Sagittarius Stream Warp

SCT_SOLUTION138

The Sagittarius dwarf galaxy is being actively disrupted by the Milky Way and has deposited a vast tidal stream that wraps multiple times around the Galaxy, extending from near the Galactic center to distances beyond 100 kpc in the halo. Detailed mapping of the stream's multiple wraps has revealed that the stream does not follow a single great-circle plane; instead, successive wraps are systematically offset from each other in a pattern called the stream warp or precession signature. In ΛCDM, the precession rate and warp pattern of the Sagittarius stream serve as a sensitive probe of the Milky Way's dark matter halo shape, with stream modeling requiring a nearly spherical or mildly prolate halo at intermediate radii transitioning to a different shape at large radii. However, attempts to fit the full multi-wrap morphology with a single consistent halo model have failed, leaving a systematic residual warp that does not match any smooth CDM halo shape.

In Successive Collision Theory, the Sagittarius stream warp arises from the spatially varying gravitational potential produced by the nested comoving frame hierarchy. The effective gravitational potential of the Milky Way at large halo radii includes contributions not only from the Milky Way's own mass distribution but also from the gravitational superposition of the Local Group, the Virgo Supercluster, and higher parent frames. This superposition contribution varies smoothly as a function of direction within the halo, being stronger toward the Local Group barycenter and weaker in the opposite direction. As the Sagittarius stream extends to large radii on successive wraps, different portions of the stream experience different effective potentials, causing them to precess at slightly different rates and producing the observed warp pattern that cannot be fit with a single smooth axisymmetric halo model.
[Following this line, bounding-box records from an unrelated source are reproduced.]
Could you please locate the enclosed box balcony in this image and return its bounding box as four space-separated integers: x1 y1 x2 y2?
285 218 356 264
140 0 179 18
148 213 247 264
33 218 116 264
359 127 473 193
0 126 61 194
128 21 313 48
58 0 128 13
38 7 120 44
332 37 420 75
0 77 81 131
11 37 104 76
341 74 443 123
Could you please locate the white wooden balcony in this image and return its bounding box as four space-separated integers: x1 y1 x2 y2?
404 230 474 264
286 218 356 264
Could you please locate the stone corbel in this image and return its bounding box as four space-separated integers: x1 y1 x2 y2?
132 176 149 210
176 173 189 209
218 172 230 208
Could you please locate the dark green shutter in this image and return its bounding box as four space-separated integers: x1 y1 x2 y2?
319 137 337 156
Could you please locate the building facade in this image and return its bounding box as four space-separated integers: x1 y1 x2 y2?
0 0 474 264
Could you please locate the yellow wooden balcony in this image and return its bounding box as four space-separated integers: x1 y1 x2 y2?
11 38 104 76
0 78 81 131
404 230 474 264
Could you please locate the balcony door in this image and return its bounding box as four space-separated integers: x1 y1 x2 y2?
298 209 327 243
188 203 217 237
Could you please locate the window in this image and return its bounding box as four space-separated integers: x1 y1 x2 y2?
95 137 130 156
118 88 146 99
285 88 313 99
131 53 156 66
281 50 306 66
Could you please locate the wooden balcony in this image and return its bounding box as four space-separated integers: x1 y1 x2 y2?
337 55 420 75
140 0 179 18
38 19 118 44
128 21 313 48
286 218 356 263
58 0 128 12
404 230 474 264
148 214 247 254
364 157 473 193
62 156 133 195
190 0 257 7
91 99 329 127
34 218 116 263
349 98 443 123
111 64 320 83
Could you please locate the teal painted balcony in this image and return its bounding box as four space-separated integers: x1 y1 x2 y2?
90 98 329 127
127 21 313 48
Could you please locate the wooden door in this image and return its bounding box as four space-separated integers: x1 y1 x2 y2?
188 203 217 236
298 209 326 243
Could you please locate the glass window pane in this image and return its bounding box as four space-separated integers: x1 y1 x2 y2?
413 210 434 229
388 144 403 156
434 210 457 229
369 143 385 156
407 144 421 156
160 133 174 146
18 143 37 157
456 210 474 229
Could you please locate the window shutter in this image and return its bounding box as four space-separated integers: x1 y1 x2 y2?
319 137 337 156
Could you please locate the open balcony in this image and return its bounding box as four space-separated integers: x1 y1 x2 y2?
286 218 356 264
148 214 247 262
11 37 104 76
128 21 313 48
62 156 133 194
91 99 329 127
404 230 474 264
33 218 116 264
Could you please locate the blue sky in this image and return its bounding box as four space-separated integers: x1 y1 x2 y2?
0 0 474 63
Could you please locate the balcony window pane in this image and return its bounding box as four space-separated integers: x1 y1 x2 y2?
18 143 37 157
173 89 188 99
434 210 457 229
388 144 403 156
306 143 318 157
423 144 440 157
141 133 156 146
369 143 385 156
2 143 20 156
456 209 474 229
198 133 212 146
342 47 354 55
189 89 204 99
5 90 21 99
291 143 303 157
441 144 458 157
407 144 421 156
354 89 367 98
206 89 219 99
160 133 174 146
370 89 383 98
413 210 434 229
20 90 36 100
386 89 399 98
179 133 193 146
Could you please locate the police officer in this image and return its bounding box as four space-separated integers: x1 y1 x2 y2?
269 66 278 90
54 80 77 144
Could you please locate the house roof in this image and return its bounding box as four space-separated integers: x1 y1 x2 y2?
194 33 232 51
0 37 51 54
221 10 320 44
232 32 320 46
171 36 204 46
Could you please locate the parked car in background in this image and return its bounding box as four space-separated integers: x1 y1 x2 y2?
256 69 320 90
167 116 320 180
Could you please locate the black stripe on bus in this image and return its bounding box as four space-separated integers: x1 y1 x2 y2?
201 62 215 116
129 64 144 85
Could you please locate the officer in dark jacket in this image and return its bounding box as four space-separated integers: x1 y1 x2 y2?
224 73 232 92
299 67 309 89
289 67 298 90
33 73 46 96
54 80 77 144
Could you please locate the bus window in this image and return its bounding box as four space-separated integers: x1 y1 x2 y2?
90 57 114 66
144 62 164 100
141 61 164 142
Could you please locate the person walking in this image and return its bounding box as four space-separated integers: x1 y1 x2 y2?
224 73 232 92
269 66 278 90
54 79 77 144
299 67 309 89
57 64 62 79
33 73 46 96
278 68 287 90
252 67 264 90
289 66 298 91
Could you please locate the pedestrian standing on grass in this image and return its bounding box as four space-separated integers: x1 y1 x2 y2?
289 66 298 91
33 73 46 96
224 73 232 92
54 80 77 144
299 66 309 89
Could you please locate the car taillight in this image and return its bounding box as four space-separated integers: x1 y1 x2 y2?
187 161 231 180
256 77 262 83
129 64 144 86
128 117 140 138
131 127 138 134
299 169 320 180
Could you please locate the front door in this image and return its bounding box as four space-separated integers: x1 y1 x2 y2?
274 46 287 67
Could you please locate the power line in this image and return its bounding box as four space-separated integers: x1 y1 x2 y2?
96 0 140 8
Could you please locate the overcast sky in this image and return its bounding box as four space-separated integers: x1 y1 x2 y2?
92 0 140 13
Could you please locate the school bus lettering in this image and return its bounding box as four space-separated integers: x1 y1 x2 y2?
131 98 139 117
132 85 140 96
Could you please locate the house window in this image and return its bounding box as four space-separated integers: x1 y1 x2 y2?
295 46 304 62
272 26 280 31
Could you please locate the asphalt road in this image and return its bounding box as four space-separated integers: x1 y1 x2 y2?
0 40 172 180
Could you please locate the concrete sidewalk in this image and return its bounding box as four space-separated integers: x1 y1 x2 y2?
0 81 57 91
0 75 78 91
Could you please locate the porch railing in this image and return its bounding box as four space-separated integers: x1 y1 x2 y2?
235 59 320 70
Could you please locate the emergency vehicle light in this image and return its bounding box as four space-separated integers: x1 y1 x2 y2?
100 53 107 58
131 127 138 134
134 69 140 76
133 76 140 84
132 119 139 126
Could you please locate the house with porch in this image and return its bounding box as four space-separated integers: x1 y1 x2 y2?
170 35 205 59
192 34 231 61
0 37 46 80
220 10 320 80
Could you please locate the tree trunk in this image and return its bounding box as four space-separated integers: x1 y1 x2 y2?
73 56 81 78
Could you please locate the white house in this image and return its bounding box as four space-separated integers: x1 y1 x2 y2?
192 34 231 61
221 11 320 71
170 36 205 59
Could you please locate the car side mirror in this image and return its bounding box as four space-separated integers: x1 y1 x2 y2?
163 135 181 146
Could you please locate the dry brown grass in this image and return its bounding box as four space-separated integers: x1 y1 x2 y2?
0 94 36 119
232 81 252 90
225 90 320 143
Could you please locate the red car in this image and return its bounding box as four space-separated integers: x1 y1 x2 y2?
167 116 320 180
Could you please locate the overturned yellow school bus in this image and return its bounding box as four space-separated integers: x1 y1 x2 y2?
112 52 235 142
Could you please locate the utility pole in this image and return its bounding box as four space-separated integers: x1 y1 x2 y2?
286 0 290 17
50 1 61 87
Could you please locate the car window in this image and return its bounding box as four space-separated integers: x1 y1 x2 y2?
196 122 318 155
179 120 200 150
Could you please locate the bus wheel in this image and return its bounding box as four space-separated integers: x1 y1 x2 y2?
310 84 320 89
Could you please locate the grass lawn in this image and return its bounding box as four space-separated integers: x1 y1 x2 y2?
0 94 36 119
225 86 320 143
The SCT framework therefore predicts that the Sagittarius stream warp encodes the large-scale structure of the nested frame hierarchy rather than the intrinsic shape of the Milky Way's dark matter halo. The direction and magnitude of the warp should correlate with the direction toward the Local Group barycenter and the axis of the Virgo Supercluster, providing a specific observational test. The fact that no single CDM halo shape fits the full multi-wrap stream is a natural consequence of the fact that the relevant potential is genuinely non-axisymmetric due to the superposition of surrounding parent frames — a feature absent from all CDM-only halo models but intrinsic to SCT's hierarchical frame structure.